Future enrichment (additive, no API change)

The Statistics shell this PR populates supports far more than total_byte_size. The following extensions can land as separate PRs without changing statistics()'s return type or any caller:

num_rows — extend per-backend SELECT in metadata_provider_*.rs to project record_count (already a column in ducklake_data_file), add it to DuckLakeFileData, sum on read. Marked Precision::Exact once available; falls back to Absent if unsupported. Once known, Statistics::calculate_total_byte_size(&schema) can replace the compressed-bytes estimate with an Arrow-side one.
column_statistics[i].{min, max, null_count} — DuckLake's catalog tracks per-column stats per data file; plumbing each unlocks predicate pushdown / partition pruning for free in DataFusion's planner. Precision::Absent columns upgrade to Exact non-disruptively.

Test plan

cargo build --all-features clean
cargo fmt --check clean
cargo clippy --all-features --all-targets -- -D warnings clean
cargo test --all-features — all tests pass except test_read_pme_encrypted_parquet which is a pre-existing failure on main (Binder Error: parent_column not found in FROM clause) unrelated to this change.
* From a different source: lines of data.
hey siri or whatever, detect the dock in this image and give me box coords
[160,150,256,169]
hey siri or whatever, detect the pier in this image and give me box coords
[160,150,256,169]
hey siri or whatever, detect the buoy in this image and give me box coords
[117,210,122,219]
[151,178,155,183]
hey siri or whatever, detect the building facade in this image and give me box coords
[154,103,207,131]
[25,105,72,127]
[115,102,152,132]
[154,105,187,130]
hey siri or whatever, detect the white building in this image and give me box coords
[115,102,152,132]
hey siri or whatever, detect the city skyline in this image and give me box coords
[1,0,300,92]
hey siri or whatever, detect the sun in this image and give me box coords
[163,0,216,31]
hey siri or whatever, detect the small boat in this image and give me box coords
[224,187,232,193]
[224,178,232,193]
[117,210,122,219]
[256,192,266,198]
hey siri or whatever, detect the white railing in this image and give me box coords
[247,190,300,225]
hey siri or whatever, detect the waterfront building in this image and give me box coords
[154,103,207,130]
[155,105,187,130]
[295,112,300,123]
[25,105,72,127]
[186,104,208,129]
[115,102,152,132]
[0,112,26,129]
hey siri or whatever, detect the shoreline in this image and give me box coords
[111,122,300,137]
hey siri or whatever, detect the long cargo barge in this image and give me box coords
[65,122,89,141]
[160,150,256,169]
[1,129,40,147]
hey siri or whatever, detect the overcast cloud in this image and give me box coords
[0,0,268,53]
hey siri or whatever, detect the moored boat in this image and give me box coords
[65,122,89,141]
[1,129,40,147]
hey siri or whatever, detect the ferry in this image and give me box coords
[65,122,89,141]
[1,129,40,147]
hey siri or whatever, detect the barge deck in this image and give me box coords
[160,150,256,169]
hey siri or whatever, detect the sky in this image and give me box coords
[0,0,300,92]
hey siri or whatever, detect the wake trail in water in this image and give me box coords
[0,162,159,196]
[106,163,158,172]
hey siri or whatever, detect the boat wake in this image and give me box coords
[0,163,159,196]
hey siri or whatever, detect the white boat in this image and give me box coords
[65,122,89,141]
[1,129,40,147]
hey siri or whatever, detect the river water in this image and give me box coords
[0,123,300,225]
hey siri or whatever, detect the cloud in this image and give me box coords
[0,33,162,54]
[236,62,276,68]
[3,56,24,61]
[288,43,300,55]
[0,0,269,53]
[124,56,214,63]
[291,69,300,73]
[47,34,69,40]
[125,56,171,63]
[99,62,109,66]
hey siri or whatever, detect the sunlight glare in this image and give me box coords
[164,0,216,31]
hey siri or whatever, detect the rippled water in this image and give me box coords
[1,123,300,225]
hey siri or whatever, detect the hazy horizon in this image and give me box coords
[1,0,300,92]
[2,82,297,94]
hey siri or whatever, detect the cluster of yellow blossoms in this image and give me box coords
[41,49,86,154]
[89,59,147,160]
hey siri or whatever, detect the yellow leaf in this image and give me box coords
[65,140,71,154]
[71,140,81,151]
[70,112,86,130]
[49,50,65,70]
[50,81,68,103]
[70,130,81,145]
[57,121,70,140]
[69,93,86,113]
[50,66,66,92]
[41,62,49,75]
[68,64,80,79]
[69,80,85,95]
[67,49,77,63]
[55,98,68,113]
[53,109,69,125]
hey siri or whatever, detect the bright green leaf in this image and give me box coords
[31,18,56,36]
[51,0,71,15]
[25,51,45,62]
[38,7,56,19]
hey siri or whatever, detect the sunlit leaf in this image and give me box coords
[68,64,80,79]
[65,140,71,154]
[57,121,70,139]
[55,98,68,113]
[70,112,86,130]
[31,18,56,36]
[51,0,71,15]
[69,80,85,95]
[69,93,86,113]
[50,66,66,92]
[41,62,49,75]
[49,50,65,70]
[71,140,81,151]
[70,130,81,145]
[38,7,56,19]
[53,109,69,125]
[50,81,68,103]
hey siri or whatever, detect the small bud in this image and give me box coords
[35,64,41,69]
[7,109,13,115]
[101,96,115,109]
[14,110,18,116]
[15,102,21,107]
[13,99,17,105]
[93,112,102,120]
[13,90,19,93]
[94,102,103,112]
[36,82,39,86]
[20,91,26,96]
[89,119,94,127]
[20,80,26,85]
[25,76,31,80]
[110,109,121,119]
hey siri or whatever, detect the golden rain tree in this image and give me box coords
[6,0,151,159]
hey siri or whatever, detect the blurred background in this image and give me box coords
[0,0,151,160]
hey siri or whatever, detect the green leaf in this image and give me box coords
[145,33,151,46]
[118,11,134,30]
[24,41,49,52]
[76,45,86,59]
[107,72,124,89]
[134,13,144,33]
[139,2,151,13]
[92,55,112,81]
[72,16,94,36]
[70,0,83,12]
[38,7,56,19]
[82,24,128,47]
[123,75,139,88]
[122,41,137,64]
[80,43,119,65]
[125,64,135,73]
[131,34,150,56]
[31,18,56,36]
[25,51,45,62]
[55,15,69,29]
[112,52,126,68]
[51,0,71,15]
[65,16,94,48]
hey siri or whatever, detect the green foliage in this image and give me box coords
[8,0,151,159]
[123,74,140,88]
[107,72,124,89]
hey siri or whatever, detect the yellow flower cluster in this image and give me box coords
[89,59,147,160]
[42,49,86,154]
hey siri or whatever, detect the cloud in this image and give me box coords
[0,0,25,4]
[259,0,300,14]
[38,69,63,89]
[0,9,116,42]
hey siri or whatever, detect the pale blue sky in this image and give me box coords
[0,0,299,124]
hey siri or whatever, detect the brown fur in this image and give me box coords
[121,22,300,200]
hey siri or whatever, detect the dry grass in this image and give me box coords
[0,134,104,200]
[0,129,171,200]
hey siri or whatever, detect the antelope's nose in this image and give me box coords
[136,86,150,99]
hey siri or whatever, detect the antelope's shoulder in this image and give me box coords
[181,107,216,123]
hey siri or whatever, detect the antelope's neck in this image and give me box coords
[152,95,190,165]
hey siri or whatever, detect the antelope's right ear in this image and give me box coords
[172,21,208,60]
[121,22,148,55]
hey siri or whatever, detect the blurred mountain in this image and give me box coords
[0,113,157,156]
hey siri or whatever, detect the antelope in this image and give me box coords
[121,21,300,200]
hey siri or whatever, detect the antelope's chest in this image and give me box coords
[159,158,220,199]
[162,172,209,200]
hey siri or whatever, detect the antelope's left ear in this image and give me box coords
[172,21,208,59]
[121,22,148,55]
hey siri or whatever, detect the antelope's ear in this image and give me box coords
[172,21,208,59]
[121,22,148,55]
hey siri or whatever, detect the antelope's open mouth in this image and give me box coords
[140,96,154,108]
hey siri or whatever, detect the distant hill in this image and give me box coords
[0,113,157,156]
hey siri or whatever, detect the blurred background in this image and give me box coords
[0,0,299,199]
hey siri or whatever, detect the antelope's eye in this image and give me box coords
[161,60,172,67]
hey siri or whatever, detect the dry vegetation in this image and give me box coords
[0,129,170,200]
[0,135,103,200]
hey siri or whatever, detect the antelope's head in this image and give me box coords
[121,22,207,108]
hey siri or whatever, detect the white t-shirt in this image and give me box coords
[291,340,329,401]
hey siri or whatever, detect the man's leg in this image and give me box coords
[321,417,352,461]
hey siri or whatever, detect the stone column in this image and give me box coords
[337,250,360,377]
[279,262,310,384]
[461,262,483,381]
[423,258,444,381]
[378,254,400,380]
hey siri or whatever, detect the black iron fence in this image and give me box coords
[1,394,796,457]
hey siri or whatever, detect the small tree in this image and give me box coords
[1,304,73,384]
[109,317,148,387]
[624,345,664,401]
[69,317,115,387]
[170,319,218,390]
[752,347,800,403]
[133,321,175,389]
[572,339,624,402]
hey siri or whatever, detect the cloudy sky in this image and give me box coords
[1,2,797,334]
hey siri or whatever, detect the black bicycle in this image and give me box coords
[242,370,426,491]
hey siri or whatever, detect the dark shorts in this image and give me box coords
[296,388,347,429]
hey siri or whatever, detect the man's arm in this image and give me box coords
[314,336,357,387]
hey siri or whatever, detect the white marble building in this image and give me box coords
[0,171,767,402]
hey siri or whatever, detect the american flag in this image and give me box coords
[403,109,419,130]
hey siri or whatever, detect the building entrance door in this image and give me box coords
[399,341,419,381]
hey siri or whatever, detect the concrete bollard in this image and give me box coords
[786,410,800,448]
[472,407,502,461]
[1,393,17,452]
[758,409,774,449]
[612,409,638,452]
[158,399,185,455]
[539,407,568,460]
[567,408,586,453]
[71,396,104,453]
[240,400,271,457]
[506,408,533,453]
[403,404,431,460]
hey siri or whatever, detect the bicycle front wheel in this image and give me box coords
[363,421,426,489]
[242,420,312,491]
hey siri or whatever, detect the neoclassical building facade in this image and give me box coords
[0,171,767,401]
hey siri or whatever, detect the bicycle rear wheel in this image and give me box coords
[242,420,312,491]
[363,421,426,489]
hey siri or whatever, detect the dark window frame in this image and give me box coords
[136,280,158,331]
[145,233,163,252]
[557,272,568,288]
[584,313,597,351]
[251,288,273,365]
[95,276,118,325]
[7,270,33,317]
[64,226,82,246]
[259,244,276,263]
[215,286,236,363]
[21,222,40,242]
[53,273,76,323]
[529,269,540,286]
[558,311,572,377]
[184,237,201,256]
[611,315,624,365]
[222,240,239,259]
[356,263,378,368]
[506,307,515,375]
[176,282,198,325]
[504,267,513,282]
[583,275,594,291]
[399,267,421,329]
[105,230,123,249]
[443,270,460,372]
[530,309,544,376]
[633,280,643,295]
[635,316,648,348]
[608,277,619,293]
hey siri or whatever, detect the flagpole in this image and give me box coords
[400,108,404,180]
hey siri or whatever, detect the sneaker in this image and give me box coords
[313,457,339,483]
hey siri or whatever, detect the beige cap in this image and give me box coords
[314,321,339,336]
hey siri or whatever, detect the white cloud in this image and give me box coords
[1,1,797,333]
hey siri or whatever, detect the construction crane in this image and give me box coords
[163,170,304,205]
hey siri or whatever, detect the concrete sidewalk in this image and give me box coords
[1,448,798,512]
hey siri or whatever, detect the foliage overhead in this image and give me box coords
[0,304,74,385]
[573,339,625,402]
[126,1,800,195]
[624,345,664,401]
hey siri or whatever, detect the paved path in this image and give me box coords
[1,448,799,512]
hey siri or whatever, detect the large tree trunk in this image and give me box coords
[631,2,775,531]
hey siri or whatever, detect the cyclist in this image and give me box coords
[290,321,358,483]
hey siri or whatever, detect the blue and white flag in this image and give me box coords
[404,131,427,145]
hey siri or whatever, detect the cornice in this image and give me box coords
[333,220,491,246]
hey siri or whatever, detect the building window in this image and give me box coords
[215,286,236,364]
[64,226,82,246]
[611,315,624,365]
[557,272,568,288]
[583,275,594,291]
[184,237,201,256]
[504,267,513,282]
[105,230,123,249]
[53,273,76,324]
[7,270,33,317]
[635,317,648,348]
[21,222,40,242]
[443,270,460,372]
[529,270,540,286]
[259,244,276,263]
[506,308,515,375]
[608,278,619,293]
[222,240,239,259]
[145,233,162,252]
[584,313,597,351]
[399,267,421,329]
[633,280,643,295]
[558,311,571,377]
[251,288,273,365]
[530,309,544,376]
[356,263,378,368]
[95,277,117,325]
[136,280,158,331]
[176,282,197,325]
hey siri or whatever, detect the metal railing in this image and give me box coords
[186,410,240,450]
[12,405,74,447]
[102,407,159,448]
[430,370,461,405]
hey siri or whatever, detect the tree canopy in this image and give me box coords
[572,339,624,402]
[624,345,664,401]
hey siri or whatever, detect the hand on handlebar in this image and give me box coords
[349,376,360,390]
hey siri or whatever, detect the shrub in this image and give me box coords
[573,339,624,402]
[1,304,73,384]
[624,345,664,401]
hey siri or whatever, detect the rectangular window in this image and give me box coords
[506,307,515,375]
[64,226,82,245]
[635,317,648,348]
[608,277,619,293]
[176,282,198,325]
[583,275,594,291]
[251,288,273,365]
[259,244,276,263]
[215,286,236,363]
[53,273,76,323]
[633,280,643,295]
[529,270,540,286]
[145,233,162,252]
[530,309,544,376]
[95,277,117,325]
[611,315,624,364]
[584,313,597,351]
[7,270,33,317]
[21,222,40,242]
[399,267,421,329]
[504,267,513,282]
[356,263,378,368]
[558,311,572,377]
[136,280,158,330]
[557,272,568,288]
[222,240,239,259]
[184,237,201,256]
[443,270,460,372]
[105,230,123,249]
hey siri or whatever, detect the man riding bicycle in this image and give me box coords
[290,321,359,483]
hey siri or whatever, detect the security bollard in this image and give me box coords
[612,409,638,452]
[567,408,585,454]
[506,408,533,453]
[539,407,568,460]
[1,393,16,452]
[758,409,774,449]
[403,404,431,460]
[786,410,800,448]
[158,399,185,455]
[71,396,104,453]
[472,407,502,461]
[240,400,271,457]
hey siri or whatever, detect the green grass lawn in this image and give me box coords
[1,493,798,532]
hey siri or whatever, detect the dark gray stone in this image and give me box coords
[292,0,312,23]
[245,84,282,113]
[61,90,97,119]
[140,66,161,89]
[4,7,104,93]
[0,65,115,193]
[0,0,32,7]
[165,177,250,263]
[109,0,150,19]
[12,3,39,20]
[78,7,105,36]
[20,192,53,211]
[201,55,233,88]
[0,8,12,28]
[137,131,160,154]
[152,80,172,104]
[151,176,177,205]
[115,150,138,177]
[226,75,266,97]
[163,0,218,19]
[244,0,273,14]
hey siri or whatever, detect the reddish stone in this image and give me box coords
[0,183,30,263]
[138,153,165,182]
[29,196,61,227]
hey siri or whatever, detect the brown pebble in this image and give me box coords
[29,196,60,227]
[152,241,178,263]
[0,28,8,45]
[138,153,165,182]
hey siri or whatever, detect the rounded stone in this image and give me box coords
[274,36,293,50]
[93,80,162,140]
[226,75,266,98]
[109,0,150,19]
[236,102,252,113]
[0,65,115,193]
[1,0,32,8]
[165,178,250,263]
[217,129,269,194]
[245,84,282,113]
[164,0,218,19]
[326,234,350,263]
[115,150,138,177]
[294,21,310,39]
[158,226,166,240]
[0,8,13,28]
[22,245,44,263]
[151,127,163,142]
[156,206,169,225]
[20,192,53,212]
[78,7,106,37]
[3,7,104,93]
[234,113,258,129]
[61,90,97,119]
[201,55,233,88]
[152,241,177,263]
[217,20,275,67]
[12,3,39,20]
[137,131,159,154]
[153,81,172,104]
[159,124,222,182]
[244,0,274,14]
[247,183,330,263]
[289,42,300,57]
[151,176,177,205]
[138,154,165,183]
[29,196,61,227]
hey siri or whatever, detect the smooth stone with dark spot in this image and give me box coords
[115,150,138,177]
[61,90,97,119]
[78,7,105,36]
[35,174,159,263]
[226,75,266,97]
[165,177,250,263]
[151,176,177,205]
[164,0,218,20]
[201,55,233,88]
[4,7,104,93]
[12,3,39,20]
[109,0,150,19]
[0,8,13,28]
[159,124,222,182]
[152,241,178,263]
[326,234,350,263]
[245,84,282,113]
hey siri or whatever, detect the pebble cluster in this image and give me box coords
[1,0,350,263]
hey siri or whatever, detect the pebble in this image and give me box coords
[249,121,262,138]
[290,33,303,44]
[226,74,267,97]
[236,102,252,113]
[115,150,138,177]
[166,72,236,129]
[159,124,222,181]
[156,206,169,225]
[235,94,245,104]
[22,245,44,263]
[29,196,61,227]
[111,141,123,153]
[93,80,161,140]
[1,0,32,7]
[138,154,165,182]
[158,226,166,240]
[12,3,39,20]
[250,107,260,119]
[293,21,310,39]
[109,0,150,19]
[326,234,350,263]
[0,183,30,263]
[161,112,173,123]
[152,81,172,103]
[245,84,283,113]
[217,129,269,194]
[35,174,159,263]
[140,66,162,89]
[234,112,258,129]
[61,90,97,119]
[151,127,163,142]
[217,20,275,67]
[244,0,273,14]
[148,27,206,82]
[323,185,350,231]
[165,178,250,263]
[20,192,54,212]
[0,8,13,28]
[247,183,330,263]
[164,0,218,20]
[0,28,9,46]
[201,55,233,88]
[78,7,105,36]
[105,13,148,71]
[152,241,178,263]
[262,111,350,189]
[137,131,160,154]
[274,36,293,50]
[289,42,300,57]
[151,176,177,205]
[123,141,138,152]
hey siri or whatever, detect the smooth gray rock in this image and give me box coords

Verified by reproducing on main without these commits.
New test test_statistics_total_byte_size_matches_catalog_aggregate asserts byte-for-byte equality between statistics() and the canonical catalog aggregate.
New test test_statistics_zero_for_empty_table covers the no-data-file edge case.
External validation against a real Postgres-backed ducklake catalog: 42 tables, all size buckets from KB to GB, captured above.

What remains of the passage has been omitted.